This is a fax I received from my brother, who at the time was a Captain in the Canadian Air Force.

If you have ever read Air Force manuals and literature, keep it in mind.
Read it as if its an airforce analysis study.

here goes

Received from an Anonymous Source - 13 December 1995


As a result of an overwhilming lack of requests, and with research help from that renowned
scientific journal SPY magazine (January, 1990) - I am pleased to present the annual scientific
inquiry into Santa Clause.

1/No known species of reindeer can fly. But there are 300,000 species of living organisms yet to
be classified, and while most of these are insects and germs, this does not COMPLETELY rule
out flying reindeer which only Santa has ever seen.

2/ There are 2 billion children (persons under 18) in the world.
BUT since Santa doesn't (appear) to handle Muslim, Hindu, Jewish, and Buddhist children, that
reduces the workload to 15% of the total - 378 million according to Population Reference
Bureau. At an average (census) rate of 3.5 children per household, that's 91.8 million homes. One
presumes there's at least one good child in each.

3/ Santa has 31 hours of Christmas to work with, thanks to the different time zones and the
rotation of the earth, assuming he travels east to west (which seems logical). This works out to
822.6 visits per second. This is to say that for each Christian household with good children, Santa
has 1/1000th of a second to park, hop out of the sleigh, jump down the chimney, fill the
stockings, distribute the remaining presents under the tree, eat whatever snacks have been left,
get back up the chimney, get back into the sleigh and move on to the next house. Assuming that
each of these 91.8 million stops are evenly distributed around the earth (which, of course, we
know to be false but for the purposes of our calculations we will accept), we are now talking
about .78 miles per household, a total trip of 75-1/2 million miles, not counting stops to do what
most of us must do at least once every 31 hours, plus feeding etc.

This means that Santa's sleigh is moving at 650 miles per second, 3,000 times the speed of sound.
For purposes of comparison, the fastest man-made vehicle on earth, the Ulysses space probe,
moves at a poky 27.4 miles per second - a conventional reindeer car run, tops, 15 miles per hour.
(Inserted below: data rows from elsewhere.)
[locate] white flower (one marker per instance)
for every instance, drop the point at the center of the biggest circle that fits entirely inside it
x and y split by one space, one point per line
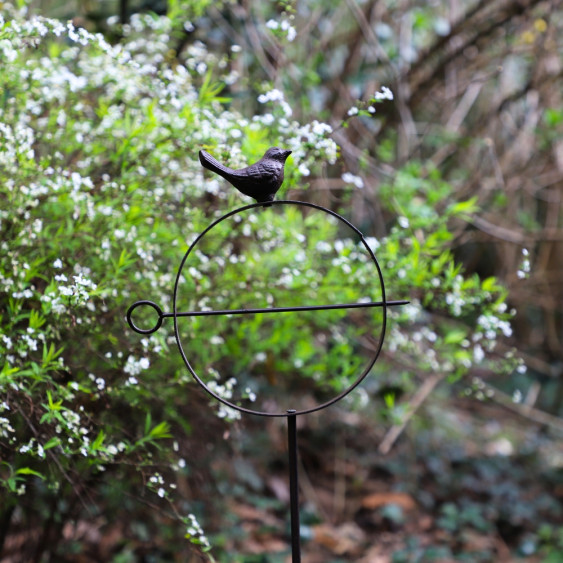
385 94
350 178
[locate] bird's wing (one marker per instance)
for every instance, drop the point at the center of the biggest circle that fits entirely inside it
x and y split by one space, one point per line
211 163
258 173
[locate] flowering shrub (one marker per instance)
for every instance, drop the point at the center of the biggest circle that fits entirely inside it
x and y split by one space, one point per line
101 192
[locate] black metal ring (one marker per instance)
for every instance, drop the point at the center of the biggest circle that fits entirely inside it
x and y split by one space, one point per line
177 313
142 330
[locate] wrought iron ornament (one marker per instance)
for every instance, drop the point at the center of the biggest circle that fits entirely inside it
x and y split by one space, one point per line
264 195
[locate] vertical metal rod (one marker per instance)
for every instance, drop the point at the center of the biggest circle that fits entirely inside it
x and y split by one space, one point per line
293 486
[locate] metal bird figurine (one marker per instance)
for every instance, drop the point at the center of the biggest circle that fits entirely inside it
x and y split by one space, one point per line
260 181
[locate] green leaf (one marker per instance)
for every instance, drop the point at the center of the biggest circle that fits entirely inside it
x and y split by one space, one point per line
29 471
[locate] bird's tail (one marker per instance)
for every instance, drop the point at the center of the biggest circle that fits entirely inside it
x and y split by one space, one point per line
207 161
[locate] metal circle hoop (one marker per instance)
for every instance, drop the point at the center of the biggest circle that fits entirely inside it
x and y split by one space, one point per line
176 313
143 330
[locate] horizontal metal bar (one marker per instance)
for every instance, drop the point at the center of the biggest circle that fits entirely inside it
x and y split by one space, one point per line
286 309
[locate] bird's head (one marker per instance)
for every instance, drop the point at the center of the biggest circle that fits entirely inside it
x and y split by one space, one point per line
278 154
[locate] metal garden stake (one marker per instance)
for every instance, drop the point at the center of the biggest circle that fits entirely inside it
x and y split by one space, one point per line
290 413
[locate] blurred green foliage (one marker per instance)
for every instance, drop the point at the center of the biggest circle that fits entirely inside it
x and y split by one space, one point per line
101 196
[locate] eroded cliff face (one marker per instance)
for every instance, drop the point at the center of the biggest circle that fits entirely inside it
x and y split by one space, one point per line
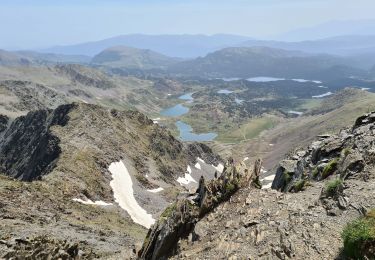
320 190
28 149
64 155
348 154
178 221
4 120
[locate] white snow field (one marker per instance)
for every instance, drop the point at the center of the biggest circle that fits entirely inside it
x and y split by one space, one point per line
90 202
122 187
187 179
156 190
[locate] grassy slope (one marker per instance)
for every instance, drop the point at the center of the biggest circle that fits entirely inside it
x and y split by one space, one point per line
299 132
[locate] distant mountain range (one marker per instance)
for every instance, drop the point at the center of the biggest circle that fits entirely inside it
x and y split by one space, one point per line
185 46
330 29
245 62
132 58
192 46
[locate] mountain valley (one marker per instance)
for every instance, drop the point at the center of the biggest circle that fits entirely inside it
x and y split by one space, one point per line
209 147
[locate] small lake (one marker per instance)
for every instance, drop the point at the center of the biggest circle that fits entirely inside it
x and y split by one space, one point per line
238 101
264 79
187 96
229 79
323 95
177 110
295 112
187 135
270 79
225 91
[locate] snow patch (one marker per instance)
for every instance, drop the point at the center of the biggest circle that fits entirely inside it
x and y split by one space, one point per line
219 167
269 178
268 186
201 160
186 180
156 190
198 166
90 202
122 187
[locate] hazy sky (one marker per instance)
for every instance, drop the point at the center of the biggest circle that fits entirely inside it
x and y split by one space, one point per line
42 23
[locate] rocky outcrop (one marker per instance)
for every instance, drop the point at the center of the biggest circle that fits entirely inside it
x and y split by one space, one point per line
66 153
31 96
3 122
44 248
179 219
28 148
344 155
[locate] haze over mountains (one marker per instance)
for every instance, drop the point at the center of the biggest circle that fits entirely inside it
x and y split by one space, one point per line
173 141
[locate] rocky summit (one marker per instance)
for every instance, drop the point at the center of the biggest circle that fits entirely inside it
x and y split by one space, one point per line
83 181
323 198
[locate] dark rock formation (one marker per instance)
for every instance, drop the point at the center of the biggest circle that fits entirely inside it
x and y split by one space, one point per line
28 148
344 155
178 220
3 122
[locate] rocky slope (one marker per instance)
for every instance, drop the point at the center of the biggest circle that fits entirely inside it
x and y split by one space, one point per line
67 154
331 183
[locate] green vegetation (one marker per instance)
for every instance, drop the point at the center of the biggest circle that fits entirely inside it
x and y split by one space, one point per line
287 176
300 185
249 130
168 211
309 104
315 173
330 168
359 237
333 187
347 151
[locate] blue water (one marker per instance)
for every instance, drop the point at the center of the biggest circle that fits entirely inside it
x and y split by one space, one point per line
187 96
264 79
177 110
224 91
238 101
187 135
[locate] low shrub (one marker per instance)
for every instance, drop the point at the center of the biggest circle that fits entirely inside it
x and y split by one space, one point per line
359 237
330 168
334 187
299 185
287 176
315 173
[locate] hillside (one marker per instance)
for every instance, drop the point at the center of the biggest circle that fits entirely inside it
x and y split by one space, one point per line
263 61
132 58
73 184
12 59
329 205
183 46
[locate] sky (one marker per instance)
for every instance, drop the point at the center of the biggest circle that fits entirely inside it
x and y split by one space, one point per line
30 24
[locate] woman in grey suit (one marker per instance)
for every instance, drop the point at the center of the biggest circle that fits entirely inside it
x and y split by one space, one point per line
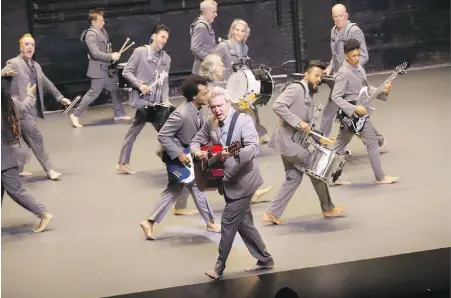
11 136
213 69
233 50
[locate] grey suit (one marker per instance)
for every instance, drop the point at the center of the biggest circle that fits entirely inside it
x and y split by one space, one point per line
174 137
337 39
293 105
31 73
97 42
141 68
348 82
11 181
203 41
241 179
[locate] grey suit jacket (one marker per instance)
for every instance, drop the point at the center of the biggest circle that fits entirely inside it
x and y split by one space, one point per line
349 80
337 39
140 69
9 145
203 42
227 51
292 105
99 57
181 126
241 174
19 82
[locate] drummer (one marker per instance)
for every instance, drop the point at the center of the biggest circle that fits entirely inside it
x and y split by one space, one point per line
233 50
213 69
141 71
294 107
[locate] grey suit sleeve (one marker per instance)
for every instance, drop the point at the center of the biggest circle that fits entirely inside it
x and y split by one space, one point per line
93 47
130 67
8 67
357 33
167 134
284 101
49 87
25 105
200 33
165 91
202 137
338 94
249 138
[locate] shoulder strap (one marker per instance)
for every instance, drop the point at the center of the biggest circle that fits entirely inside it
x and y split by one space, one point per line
232 127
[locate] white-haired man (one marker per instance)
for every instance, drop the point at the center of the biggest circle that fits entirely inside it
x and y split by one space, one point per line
241 178
203 40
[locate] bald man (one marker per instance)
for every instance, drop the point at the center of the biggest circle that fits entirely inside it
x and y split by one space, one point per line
23 70
203 40
342 31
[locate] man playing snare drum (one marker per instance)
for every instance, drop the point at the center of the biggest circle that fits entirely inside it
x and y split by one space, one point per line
295 108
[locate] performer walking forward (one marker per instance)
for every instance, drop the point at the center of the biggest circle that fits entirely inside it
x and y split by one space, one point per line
102 77
350 79
295 108
11 134
23 70
141 71
203 40
174 137
213 69
233 50
342 31
241 179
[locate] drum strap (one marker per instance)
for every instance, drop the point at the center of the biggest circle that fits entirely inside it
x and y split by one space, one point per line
232 127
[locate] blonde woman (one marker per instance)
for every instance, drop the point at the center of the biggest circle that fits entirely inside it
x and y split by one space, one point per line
233 50
212 68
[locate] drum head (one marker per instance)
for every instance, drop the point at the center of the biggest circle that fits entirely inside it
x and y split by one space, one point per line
237 86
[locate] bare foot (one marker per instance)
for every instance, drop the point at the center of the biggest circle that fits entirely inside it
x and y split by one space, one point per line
147 229
45 220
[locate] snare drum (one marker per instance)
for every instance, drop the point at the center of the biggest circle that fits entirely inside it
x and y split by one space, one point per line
245 81
325 165
123 83
158 113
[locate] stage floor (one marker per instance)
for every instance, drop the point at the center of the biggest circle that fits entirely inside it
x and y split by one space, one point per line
95 246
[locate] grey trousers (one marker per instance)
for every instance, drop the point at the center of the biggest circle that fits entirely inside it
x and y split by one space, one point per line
293 178
329 113
34 139
369 139
97 85
129 140
172 193
261 130
13 185
237 217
4/ The payload on the sleigh adds another interesting element. Assuming that each child gets
nothing more than a medium-sized lego set (2 pounds), the sleigh is carrying 321,300 tons, not
counting Santa, who is invariably described as overweight.
On land, conventional reindeer can pull no more than 300 pounds. Even granting that "flying
reindeer" (see point #1) could pull TEN TIMES the normal amount, we cannot do the job with
eight, or even nine. We need 214,200 reindeer. This increases the payload - not even counting the
weight of the sleigh - to 353,430 tons.

Again, for comparison - this is four times the weight of the Queen Elizabeth. (the boat)

5/ 353,000 tons traveling at 650 miles per second creates enormous air resistance - this will heat
the reindeer up in the same fashion as a spacecraft re-entering the earth's atmosphere. The lead
pair of reindeer will absorb 14.3 Quintillion joules of energy. Per second. Each. In short, they
will burst into flame almost instantaneously, exposing the reindeer behind them, and create
deafening sonic booms in their wake.

The entire reindeer team will be vapourized within 4.26 thousands of a second. Santa,
meanwhile, will be subjected to centrifugal forces 17,500.06 times greater than gravity. A
250-pound Santa (which seems ludicrously slim) would be pinned to the back of his sleigh by
4,315,015 pounds of force.

If Santa ever DID deliver presents on Christmas Eve, he's dead now.